News reports said over 200 others were injured in the latest attacks, the deadliest in the Iraqi capital since last August, when three car bombs killed more than 80 people, several news reports said. American military officials called the two attacks suicide bombings, saying both women detonated the explosive devices. They reported lower casualty figures of 27 dead and 53 wounded.

Friday’s violence came shortly after Archbishop Avak V Asadourian, a leader in the Armenian Church in Iraq, warned that Christians are "on the verge of being wiped out" from Iraq, and from "the entire region where Jesus Christ lived and worked." Several churches have also been bombed in recent weeks.

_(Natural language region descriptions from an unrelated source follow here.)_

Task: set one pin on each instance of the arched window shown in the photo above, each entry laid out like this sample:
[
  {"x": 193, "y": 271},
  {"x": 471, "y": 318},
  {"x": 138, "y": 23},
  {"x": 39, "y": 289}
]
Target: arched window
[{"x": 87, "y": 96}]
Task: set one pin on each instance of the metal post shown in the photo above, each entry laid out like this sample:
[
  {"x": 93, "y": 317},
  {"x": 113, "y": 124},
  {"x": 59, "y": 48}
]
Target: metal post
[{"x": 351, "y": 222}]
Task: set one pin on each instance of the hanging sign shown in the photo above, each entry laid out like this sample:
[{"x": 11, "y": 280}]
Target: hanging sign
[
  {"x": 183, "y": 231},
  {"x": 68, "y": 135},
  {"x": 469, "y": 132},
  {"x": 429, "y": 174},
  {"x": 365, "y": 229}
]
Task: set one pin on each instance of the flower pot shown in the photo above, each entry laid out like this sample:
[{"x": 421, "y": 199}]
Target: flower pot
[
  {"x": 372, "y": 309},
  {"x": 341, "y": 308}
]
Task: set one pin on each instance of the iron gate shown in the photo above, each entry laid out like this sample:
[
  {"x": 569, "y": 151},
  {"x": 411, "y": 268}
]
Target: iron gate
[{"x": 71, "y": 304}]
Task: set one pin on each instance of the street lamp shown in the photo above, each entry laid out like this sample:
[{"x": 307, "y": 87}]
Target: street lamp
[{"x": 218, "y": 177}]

Bischop Asadourian told Ecumenical News International (ENI) agency that Christians are fleeing the country and comprise far less than three per cent of the country’s 27.5 million population. The bishop said Iraqi Christians are "faced each day with being kidnapped or facing the agony of having a loved one who is kidnapped."

MORE CASES

He cited recent cases of a Syrian Orthodox priest in the northern town of Mosul who was decapitated, apparently for refusing to convert to Islam, and of a Chaldean priest and his three assistants, who were all shot dead. "I am afraid that Christianity will face a slow demise," throughout the region, he added.

More Christians were expected to flee Iraq Friday, February 1, as the chief of staff for coalition ground forces in Iraq, Brigadier General Joseph Anderson, revealed that al-Qaida in Iraq was responsible for the latest Baghdad bombings. In both instances, the bombers were mentally disabled women whose explosive belts were remotely detonated by cell phones, said General Qasim Atta, spokesman for Baghdad’s security plan. Atta said bomb squad members reported the women were strapped with dynamite and ball bearings.

An aide to Atta said authorities thought the women didn’t know of the detonation plans. In Washington, Secretary of State Condoleezza Rice suggested that the apparent use of women suffering of Down syndrome, showed the "absolute bankruptcy" of people who would wage such an attack. (With BosNewsLife Monitoring and reports from Iraq).